Au sein du dispositif global d’aide à l’exploitation de spectacles en lieu fixe, l’aide à l’emploi proposée par l’ASTP permet aux théâtres de développer des projets plus ambitieux en termes de nombre d’artistes au plateau et de techniciens. Ce soutien, qui bénéficie d’une dotation de l’ADAMI pour les emplois artistiques, sécurise économiquement les productions et participe ainsi à la liberté de création. 720 000 € ont été consacrés au dispositif en 2024.

Une aide déterminante pour la vitalité de la création

 « Sans l’aide à l’emploi nous n’aurions clairement pas pu créer La voix d’or » assure Thibaud Houdinière, directeur du théâtre La Bruyère à Paris. Ce spectacle musical nécessite sept personnes au plateau et deux techniciens.  « Nous avons une jauge de 338 places : sans cette aide, nous ne pourrions monter que des pièces à moins de quatre comédiens » poursuit-il.

Cet exemple illustre parfaitement la valeur ajoutée de l’aide à l’emploi dans l’écosystème du théâtre privé. Celle-ci est attribuée dans le cadre plus global de l’aide à l’exploitation et est calculée à partir différents critères – jauges, distributions, nombre de représentations. Elle sécurise la production en amont et a ainsi permis à Thibaut Houdinière, en tant que producteur, de monter Lawrence d’Arabie, Cléopâtre ou encore Adieu monsieur Haffmann, autant de pièces nécessitant à la fois des artistes au plateau et des techniciens.

Or, « soutenir l’emploi des artistes-interprètes, c’est défendre la vitalité même du spectacle vivant » rappelle Anne Bouvier, présidente de l’ADAMI, partenaire de l’ASTP sur ce dispositif, et dont l’aide complète les financements des pouvoirs publics et ceux issus des revenus de la taxe sur le spectacle vivant.
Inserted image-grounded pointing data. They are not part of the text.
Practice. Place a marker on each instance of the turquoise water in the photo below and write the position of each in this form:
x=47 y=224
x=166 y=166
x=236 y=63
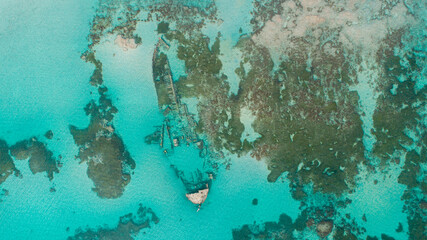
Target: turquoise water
x=44 y=85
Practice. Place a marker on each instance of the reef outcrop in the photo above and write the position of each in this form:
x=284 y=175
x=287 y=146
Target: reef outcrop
x=40 y=159
x=7 y=167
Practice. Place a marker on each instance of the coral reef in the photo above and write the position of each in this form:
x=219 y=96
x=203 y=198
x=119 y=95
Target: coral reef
x=109 y=163
x=7 y=167
x=40 y=158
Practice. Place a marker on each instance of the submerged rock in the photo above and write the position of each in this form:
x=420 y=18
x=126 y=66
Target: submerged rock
x=109 y=163
x=7 y=167
x=324 y=228
x=198 y=197
x=40 y=158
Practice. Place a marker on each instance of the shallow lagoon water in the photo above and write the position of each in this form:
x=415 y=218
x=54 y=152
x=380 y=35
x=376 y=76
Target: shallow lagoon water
x=44 y=86
x=56 y=76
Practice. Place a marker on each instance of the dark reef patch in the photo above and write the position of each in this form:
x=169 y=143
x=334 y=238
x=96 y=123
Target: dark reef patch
x=40 y=158
x=127 y=228
x=7 y=167
x=109 y=163
x=308 y=119
x=49 y=134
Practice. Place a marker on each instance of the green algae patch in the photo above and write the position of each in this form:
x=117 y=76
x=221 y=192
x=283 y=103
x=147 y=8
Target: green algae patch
x=40 y=158
x=7 y=167
x=96 y=78
x=196 y=53
x=49 y=135
x=308 y=119
x=109 y=163
x=128 y=226
x=162 y=27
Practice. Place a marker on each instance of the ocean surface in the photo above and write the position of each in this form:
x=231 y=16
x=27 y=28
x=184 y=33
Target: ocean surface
x=44 y=85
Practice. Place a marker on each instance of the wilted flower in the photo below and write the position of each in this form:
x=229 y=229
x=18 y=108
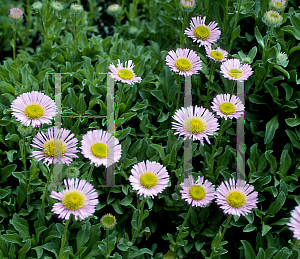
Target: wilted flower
x=16 y=13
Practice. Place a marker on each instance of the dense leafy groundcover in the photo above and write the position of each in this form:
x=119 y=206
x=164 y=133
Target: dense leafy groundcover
x=84 y=43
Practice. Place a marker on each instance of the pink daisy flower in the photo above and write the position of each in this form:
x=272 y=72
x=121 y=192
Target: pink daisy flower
x=56 y=147
x=236 y=198
x=233 y=70
x=227 y=107
x=196 y=125
x=218 y=54
x=199 y=32
x=101 y=147
x=35 y=108
x=184 y=61
x=149 y=179
x=294 y=224
x=80 y=199
x=124 y=74
x=197 y=193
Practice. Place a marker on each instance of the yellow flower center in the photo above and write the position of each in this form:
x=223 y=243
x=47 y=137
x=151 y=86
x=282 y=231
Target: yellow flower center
x=183 y=64
x=34 y=111
x=236 y=198
x=73 y=200
x=54 y=148
x=195 y=125
x=99 y=150
x=202 y=32
x=197 y=192
x=216 y=55
x=148 y=180
x=125 y=74
x=227 y=108
x=237 y=73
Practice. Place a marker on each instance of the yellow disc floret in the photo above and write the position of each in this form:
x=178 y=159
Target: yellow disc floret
x=34 y=111
x=148 y=180
x=73 y=200
x=54 y=148
x=99 y=150
x=197 y=192
x=202 y=32
x=236 y=198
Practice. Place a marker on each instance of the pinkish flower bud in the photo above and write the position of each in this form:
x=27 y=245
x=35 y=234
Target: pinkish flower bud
x=16 y=13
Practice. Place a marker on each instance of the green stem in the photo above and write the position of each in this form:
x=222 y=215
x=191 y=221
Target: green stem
x=63 y=239
x=119 y=103
x=179 y=89
x=235 y=24
x=47 y=186
x=182 y=227
x=211 y=160
x=221 y=237
x=266 y=44
x=90 y=173
x=26 y=177
x=212 y=70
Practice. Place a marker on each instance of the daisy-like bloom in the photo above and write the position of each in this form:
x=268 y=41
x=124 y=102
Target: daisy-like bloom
x=197 y=193
x=184 y=61
x=218 y=54
x=272 y=19
x=277 y=5
x=124 y=74
x=108 y=221
x=79 y=198
x=227 y=107
x=234 y=70
x=34 y=107
x=236 y=197
x=101 y=147
x=294 y=223
x=57 y=146
x=196 y=125
x=199 y=32
x=16 y=13
x=149 y=179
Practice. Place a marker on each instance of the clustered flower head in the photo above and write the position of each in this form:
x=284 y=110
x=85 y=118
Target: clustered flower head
x=272 y=19
x=16 y=13
x=108 y=221
x=79 y=198
x=77 y=8
x=38 y=5
x=57 y=6
x=184 y=61
x=205 y=34
x=277 y=5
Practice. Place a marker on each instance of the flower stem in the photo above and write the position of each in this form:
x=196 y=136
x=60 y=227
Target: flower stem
x=119 y=103
x=90 y=173
x=182 y=227
x=221 y=237
x=47 y=186
x=235 y=24
x=26 y=177
x=63 y=239
x=211 y=160
x=179 y=89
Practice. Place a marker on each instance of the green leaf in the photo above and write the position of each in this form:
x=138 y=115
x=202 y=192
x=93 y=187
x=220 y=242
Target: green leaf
x=294 y=139
x=235 y=33
x=259 y=37
x=277 y=204
x=249 y=252
x=6 y=172
x=271 y=127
En réduisant les risques économiques pesant sur les productions, le dispositif permet de favoriser l’embauche d’artistes, notamment dans le cadre de projets plus fragiles ou ambitieux, mais aussi d’élargir les distributions et de maintenir une exigence artistique intacte. »
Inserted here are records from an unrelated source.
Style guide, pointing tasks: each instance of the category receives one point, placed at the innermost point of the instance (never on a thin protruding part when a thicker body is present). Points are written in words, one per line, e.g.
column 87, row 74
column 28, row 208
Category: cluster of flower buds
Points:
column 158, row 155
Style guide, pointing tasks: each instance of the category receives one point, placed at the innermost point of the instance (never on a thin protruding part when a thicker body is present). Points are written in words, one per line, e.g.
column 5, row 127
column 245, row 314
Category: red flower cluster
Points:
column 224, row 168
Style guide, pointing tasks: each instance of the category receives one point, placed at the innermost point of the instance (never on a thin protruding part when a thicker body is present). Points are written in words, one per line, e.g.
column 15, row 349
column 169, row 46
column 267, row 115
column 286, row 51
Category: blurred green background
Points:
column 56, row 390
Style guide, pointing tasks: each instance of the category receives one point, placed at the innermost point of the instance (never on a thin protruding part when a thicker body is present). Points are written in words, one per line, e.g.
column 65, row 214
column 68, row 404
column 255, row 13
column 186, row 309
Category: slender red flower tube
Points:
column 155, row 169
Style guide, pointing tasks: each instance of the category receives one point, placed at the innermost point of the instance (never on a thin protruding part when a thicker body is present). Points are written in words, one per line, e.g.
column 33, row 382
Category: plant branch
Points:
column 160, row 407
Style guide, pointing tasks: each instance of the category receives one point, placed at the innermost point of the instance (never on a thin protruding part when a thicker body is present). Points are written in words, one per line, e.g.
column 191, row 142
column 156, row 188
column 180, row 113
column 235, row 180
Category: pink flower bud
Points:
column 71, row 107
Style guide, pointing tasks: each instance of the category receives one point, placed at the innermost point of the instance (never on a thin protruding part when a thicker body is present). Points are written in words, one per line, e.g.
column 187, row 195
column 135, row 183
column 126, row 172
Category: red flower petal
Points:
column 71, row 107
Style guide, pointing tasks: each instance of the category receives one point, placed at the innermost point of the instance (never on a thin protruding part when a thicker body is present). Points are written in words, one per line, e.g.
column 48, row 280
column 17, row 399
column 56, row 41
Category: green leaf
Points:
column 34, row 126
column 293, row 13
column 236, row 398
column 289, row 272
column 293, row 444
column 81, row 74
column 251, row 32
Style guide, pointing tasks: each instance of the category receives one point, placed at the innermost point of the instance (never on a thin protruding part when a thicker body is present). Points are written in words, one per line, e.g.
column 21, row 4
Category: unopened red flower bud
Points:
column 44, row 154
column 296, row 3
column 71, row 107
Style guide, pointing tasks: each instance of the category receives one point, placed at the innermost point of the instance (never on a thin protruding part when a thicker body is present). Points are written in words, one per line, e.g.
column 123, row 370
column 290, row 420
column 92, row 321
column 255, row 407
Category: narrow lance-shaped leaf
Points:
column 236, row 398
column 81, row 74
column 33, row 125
Ambitieux, c’est le cas notamment de la série Les fabuleuses, créée par Elisabeth Bouchaud, directrice du théâtre de la Reine Blanche, qui a bénéficié de l’aide à l’emploi pour L’affaire Rosalind Franklin. Ses créations nécessitent elles aussi d’employer suffisamment de comédiens car il s’agit, explique-t-elle, « de raconter les histoires de grandes scientifiques invisibilisées, avec plusieurs personnages, donc, des comédiens au plateau, souligne-t-elle. L’aide à l’emploi est assez déterminante, car nous n’avons jamais la garantie que les salles seront pleines. Et pour un théâtre de 160 places comme le nôtre, avoir autant de comédiens au plateau, c’est presque un luxe ! » L’aide est remboursable et a donc « un effet vertueux » poursuit-elle.

En 2024, 159 artistes-interprètes ont ainsi été directement soutenus dans le cadre de 62 spectacles. Pour Anne Bouvier, « ces chiffres témoignent d’une réalité essentielle : ce soutien, complémentaire des autres formes d’aide existantes, permet de renforcer la présence des artistes sur scène, de sécuriser leur emploi et de faire vivre la création théâtrale dans toute sa richesse et sa diversité ». Notons que l’aide a également été allouée à 126 emplois de techniciens.